Verfahren nach Anspruch 11, weiterhin umfassend: Bereitstellen einer Pflanze, die durch das Verfahren nach Anspruch 11 erhalten wurde, welche heterozygot für die Nucleinsäure nach Anspruch 1 ist; und Erhalten einer Pflanze, die für das Polynucleotid homozygot ist, durch Selbstung der heterozygoten transgenen Pflanze, Keimenlassen einiger der erzeugten Samen und Analysieren der resultierenden Pflanzen hinsichtlich veränderter Expression des Polynucleotids in Relation zu einer Kontrollpflanze oder durch Rückkreuzen mit einer Elternpflanze oder Auskreuzen mit einer nicht-transgenen Pflanze.

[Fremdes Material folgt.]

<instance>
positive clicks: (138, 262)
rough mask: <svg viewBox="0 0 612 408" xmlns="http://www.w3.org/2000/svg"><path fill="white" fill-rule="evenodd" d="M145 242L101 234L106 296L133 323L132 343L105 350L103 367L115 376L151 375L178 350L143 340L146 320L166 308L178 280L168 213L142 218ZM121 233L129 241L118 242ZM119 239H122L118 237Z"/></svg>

Pflanze nach Anspruch 6, 7 oder 8, die für die Nucleinsäure nach Anspruch 1, enthalten in der heterologen Expressionskassette, homozygot ist.
Isoliertes Protein mit Cellulosesynthaseaktivität und ausgewählt aus: (a) einem Polypeptid von SEQ ID NO: 6, 10 oder 26; und (b) einem Polypeptid, das durch eine Nucleinsäure nach Anspruch 1 codiert wird.